Sends beacon frames to show fake APs at clients. This can sometimes crash network scanners and even drivers!

HackTricks - Pentesting WiFi

Usage / Instructions

Requirements

  • WiFi card capable of entering monitor mode
  • Aircrack tool suite installed
  • mdk4 tool installed
  • Legal authorization to perform technique against or within range of other WiFi-enabled devices and access points.

Example - Beacon flooding with mdk4

mdk4 wlan0mon b -a -w nta -m
  • -a Use also non-printable caracters in generated SSIDs and create SSIDs that break the 32-byte limit
  • -w n (create Open)
  • -w t (Create WPA/TKIP)
  • -w a (Create WPA2/AES)
  • -m use real BSSIDS note: All the parameters are optional and you could load ESSIDs from a file.

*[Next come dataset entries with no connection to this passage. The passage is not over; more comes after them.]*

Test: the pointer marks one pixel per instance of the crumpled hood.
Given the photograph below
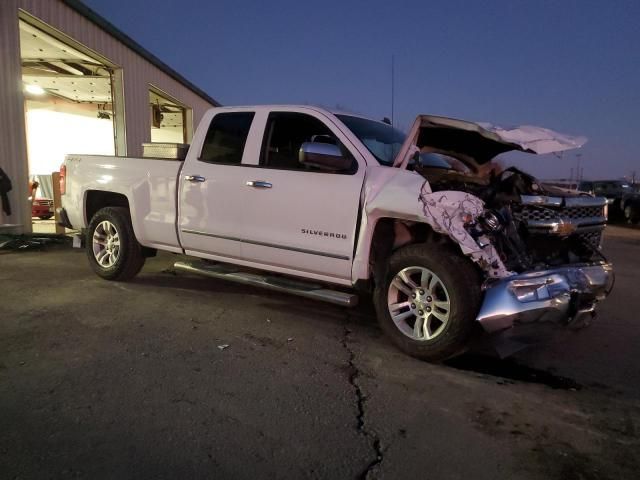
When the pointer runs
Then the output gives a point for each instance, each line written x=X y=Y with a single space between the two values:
x=478 y=143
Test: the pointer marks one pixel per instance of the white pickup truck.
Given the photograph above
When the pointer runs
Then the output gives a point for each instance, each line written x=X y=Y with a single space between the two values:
x=331 y=206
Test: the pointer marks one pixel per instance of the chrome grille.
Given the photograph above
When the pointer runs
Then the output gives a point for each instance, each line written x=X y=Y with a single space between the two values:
x=594 y=238
x=536 y=213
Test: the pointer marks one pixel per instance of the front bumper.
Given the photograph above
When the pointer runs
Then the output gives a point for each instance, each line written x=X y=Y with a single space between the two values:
x=565 y=295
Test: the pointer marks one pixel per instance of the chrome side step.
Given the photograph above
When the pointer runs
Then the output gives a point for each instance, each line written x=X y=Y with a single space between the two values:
x=278 y=284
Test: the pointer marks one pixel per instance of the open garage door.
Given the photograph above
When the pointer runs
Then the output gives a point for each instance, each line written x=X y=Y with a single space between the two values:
x=68 y=109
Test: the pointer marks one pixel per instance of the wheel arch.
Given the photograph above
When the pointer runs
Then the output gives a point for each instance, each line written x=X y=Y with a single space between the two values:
x=386 y=235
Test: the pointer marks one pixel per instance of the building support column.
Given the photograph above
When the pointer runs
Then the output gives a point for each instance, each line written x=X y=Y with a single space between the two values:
x=13 y=140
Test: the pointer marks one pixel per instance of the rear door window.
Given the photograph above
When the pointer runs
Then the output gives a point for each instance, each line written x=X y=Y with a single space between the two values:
x=226 y=138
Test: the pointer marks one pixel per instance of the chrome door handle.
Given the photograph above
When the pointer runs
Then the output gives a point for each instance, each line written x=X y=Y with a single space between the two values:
x=258 y=184
x=194 y=178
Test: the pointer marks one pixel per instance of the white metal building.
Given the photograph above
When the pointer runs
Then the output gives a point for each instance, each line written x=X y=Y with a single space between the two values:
x=71 y=82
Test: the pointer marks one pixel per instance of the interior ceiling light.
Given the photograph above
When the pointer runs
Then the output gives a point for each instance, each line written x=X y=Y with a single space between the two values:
x=34 y=89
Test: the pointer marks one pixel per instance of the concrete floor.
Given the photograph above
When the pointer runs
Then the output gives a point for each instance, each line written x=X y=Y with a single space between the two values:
x=173 y=376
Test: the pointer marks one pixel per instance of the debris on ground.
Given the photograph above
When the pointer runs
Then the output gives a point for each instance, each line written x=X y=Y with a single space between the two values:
x=30 y=242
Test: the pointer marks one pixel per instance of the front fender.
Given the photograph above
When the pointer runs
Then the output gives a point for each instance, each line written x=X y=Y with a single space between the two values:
x=406 y=195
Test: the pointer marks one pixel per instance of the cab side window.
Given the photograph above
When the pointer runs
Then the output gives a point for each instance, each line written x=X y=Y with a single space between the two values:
x=285 y=133
x=226 y=138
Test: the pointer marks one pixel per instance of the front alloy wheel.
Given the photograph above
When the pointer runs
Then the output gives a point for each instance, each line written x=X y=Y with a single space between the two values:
x=112 y=248
x=427 y=300
x=419 y=303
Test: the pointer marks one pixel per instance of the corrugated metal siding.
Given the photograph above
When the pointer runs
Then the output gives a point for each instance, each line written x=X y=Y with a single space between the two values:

    Source: HackTricks - Pentesting WiFi Tool: GitHub - aircrack-ng/mdk4

Further Reading / Resources

See Also - Relevant Whitepaper

Interesting whitepaper discussing the detection of beacon flooding attacks

ResearchGate - Beacon Frame Spoofing Attack Detection in IEEE 802.11 Networks

Operational Security / Red Teaming Information

Loudness (0-5)Detectability (0-5)Unintentional DoS likelihood (0-5)
5 (loud)5 (Very Detectable)4 (Likely)

Labs / Practice

  • None / TBA

Danger - Using this technique can cause outages to any WiFi enabled devices that are within range. For that reason, I did not attempt to lab this technique. One idea that I had for how to lab this safely would be to create a Faraday cage (grounded metal box) and put the lab devices inside of it for the test. Although, I do not have experience with building or using Faraday cages, thus I aired on the side of caution and skipped experimenting this technique all together. Unless you are competent and equipped to know of and take the proper measures to ensure that no outages occur for nearby devices, I would recommend skipping the lab portion of this technique.